4. The ultrasound image processing method according to claim 3, wherein the tracking includes associating the vessels when the difference in the position of the vessels in different frames is within a threshold distance, the threshold distance is set based on a predetermined distance, the diameter of the vessels in the immediately preceding frame, or the diameters of the vessels in a plurality of consecutive frames.
5. The ultrasonic image processing method according to claim 1 or 2, wherein the integration process includes generating the current diameter using at least one of the maximum value, minimum value, mean value, median value, mode value, standard deviation, and the difference between the maximum value and the minimum value.
6. The ultrasound image processing method according to claim 1 or 2, wherein the step of determining the display manner of the mark includes adjusting the opacity of the mark based on a likelihood value corresponding to the detection or classification of the blood vessel.
7. The ultrasonic image processing method according to claim 1 or 2, wherein the color of the label is a standard color corresponding to the catheter size determined based on the current diameter.
8. The ultrasonic image processing method according to claim 1 or 2, further comprising the step of switching the display of the sign between an enabled state and an disabled state in response to a selection input on a touchscreen adjacent to the sign.

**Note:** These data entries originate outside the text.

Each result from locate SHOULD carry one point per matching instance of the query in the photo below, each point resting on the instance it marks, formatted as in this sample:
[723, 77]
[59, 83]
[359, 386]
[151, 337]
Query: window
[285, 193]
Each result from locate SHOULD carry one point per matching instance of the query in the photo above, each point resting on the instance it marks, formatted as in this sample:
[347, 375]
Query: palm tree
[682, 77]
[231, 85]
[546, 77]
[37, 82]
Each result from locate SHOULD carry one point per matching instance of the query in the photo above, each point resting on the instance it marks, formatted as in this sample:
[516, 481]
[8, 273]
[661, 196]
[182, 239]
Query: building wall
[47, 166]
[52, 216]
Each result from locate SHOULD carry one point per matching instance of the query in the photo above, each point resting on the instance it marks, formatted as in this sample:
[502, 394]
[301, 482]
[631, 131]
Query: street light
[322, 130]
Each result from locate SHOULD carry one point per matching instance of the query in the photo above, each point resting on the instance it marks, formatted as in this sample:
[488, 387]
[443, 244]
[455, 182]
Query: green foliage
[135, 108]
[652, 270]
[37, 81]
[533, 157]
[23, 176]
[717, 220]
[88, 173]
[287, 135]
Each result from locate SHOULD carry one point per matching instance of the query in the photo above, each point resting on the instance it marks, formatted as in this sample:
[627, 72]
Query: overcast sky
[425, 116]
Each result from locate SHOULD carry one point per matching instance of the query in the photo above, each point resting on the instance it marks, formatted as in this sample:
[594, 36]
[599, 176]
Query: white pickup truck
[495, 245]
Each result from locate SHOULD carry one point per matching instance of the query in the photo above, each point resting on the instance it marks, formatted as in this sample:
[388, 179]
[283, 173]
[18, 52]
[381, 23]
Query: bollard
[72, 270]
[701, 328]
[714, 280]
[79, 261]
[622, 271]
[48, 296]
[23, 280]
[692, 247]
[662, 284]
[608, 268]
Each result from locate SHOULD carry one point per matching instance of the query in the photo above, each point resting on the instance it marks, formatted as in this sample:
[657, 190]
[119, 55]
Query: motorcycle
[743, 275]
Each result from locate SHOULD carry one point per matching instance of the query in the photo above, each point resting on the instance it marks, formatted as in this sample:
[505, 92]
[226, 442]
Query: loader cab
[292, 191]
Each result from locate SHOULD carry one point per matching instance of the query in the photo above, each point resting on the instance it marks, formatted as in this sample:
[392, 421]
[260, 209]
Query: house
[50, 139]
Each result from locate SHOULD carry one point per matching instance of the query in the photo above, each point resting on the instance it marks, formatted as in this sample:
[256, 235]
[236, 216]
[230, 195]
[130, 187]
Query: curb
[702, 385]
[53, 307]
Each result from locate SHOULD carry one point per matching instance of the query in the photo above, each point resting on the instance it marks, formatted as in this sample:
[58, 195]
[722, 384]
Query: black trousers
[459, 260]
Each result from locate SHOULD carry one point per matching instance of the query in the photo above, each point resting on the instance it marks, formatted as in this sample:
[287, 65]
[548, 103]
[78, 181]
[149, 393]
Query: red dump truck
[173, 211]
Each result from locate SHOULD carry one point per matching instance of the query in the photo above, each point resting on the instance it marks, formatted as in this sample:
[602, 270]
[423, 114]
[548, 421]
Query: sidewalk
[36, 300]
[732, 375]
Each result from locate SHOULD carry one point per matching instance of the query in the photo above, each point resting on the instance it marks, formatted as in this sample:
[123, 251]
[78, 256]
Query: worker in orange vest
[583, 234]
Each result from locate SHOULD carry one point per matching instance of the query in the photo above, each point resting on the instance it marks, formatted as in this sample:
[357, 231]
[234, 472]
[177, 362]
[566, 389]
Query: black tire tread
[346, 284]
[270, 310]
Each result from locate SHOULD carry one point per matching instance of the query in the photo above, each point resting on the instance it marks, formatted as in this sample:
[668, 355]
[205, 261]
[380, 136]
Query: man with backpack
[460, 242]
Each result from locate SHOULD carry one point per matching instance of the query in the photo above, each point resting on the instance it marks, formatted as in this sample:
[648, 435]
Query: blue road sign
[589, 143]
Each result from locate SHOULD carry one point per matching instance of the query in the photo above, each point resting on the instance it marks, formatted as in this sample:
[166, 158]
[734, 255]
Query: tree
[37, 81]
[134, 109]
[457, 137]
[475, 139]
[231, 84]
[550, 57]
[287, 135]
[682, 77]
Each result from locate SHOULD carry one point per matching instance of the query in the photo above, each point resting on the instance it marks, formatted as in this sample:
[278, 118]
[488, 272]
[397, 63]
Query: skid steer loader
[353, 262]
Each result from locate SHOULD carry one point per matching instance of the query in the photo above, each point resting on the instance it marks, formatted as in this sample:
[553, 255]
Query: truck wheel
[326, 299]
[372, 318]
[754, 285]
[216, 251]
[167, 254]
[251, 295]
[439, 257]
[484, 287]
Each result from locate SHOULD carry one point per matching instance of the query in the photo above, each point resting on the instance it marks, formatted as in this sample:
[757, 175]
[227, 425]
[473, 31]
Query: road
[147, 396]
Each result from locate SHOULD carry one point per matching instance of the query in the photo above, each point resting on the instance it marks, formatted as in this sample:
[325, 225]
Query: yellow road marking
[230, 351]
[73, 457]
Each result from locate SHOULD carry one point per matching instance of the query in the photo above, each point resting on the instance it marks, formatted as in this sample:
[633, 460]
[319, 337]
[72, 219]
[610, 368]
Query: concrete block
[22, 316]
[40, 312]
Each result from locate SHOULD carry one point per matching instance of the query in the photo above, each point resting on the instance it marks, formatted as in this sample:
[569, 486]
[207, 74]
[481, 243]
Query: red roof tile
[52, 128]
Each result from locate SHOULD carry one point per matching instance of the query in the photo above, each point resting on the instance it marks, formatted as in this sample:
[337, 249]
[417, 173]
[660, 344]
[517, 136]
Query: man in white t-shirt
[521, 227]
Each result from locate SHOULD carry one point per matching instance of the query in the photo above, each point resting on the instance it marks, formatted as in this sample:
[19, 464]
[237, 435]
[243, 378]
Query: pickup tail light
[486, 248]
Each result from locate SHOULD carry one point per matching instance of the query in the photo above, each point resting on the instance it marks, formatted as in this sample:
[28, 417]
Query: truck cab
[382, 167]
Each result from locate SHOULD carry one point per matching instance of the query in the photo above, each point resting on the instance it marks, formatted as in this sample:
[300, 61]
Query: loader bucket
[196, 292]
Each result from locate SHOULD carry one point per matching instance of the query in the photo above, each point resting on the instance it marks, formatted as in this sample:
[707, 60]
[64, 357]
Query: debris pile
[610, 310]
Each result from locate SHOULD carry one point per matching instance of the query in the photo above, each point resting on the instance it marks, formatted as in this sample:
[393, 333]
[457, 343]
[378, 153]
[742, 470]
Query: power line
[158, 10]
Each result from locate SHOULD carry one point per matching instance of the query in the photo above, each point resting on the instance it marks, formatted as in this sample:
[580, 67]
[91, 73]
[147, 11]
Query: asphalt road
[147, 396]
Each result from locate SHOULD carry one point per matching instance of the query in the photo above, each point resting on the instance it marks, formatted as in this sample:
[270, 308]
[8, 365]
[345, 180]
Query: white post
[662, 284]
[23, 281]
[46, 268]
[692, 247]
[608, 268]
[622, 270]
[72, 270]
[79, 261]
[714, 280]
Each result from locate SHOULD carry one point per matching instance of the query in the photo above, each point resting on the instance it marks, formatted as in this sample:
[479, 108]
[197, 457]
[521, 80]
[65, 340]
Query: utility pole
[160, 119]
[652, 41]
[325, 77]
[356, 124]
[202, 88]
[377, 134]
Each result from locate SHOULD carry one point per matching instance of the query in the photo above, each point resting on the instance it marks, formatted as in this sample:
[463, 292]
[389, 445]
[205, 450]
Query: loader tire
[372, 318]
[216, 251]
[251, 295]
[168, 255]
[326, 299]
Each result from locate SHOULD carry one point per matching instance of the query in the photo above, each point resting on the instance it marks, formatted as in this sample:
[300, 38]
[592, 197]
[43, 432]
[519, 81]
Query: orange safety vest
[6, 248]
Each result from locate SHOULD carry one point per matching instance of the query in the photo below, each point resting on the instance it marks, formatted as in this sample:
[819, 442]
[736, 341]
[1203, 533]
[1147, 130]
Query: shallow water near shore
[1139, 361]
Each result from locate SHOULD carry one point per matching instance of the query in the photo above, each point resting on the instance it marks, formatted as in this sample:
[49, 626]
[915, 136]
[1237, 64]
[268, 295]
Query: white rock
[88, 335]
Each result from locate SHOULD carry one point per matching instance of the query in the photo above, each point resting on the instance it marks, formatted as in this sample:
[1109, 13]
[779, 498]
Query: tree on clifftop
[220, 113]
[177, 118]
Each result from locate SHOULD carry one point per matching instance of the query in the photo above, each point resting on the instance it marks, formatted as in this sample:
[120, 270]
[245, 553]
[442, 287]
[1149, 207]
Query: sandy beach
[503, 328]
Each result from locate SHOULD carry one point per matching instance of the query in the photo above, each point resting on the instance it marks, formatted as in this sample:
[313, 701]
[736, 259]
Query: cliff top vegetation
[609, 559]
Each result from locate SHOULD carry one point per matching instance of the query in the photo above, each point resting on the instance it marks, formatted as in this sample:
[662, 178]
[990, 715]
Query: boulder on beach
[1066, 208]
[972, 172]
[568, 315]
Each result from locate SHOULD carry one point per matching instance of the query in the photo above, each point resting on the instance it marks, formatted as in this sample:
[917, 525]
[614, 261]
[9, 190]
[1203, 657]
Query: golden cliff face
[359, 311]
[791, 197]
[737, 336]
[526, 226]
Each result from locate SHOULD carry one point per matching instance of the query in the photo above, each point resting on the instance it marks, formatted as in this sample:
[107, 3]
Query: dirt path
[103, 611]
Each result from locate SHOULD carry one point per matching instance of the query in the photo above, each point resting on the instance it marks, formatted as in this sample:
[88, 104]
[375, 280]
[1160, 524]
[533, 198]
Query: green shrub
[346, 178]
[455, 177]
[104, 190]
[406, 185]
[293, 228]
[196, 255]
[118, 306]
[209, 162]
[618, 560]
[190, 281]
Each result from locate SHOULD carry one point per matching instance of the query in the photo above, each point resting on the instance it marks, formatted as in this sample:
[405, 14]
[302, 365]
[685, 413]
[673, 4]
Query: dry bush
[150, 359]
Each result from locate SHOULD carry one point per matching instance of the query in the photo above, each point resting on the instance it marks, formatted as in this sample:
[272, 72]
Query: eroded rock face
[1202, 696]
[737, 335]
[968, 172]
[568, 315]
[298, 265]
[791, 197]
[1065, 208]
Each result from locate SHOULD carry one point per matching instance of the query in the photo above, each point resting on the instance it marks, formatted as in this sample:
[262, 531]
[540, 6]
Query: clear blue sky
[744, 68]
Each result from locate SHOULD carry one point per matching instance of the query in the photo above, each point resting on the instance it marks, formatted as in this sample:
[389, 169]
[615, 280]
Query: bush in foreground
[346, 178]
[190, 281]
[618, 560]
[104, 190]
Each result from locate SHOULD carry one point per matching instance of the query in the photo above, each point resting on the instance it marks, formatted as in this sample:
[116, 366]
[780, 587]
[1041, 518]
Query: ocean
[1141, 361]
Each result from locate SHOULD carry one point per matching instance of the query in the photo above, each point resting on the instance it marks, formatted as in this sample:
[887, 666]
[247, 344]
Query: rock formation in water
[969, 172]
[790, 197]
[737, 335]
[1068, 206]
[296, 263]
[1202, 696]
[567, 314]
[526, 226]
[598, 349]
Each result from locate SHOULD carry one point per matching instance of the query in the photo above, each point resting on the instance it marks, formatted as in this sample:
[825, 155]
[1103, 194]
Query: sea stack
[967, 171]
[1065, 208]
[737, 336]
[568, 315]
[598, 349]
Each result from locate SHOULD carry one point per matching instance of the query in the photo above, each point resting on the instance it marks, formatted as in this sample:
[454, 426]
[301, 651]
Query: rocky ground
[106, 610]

9. The ultrasonic image processing method according to claim 1 or 2, wherein the plurality of consecutive ultrasonic frames include frames acquired during a first period in which the shape of the blood vessel changes and frames acquired during a second period in which the shape of the blood vessel recovers, and the integration process includes correcting the detection result in the first period using a coefficient corresponding to the recovery rate in the second period, and generating the current diameter based on the corrected detection result.
10. The ultrasound image processing method according to claim 1 or 2, wherein the step of determining the display manner of the markers includes displaying a first marker when the blood vessel is a vein, and displaying a second marker different from the first marker when the blood vessel is an artery.